Approaching Gas Phase Electrodeposition: Process and Optimization to Enable the Self‐Aligned Growth of 3D Nanobridge‐Based Interconnects

A nanowire bonding process referred to as gas-phase electrodeposition is reported to form nanobridge-based interconnects. The process is able to grow free-standing point-to-point electrical connections using metallic wires. As a demonstration, programmable interconnects and an interdigitated electrode array are shown. The process is more material efficient when compared with conventional vapor deposition since the material is directed to the point of use.

Millimeter Thin and Rubber‐Like Solid‐State Lighting Modules Fabricated Using Roll‐to‐Roll Fluidic Self‐Assembly and Lamination

A millimeter thin rubber-like solid-state lighting module is reported. The fabrication of the lighting module incorporates assembly and electrical connection of light-emitting diodes (LEDs). The assembly is achieved using a roll-to-roll fluidic self-assembly. The LEDs are sandwiched in-between a stretchable top and bottom electrode to relieve the mechanical stress. The top contact is realized using a lamination technique that eliminates wire-bonding.

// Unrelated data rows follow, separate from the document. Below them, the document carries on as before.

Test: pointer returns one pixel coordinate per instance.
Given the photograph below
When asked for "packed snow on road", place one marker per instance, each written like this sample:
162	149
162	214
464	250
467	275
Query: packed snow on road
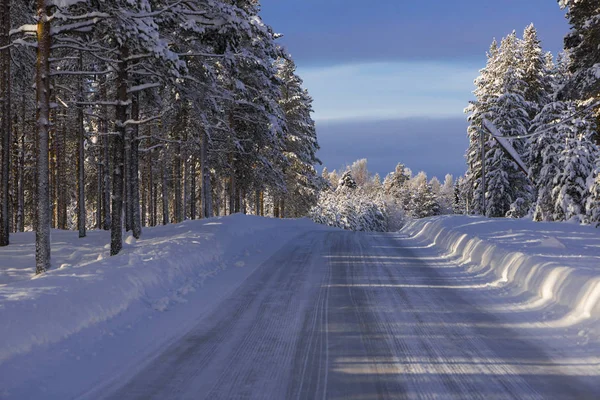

Approaching Roll-to-Roll Fluidic Self-Assembly: Relevant Parameters, Machine Design, and Applications

This paper presents the implementation of an automated roll-to-roll fluidic self-assembly system based on the surface tension driven self-assembly with applications in the field of macroelectronics. The reported system incorporates automated agitation, web motion, component dispensing, and recycling. The process enables the assembly and electrical connection of semiconductor dies/chips in a continuous and parallel fashion over wide area substrates. At present, the method achieves an assembly rate of 15000 chips per hour and an assembly yield exceeding 99%, testing assembly of standard square-shaped dies, 300-1000 μm size. Scaling the system to any desired throughput is possible due to the parallel manner of selfassembly. The identification and the modeling of the relationship between process parameters and forces have been studied and experimentally verified by testing the effect of the web angle, agitation on assembly, and detachment rates. As an application, we demonstrate the realization of a solid-state lighting module. This particular application requires the assembly of a conductive multilayer sandwich structure, which is achieved by combining the introduced assembly process with a novel lamination step.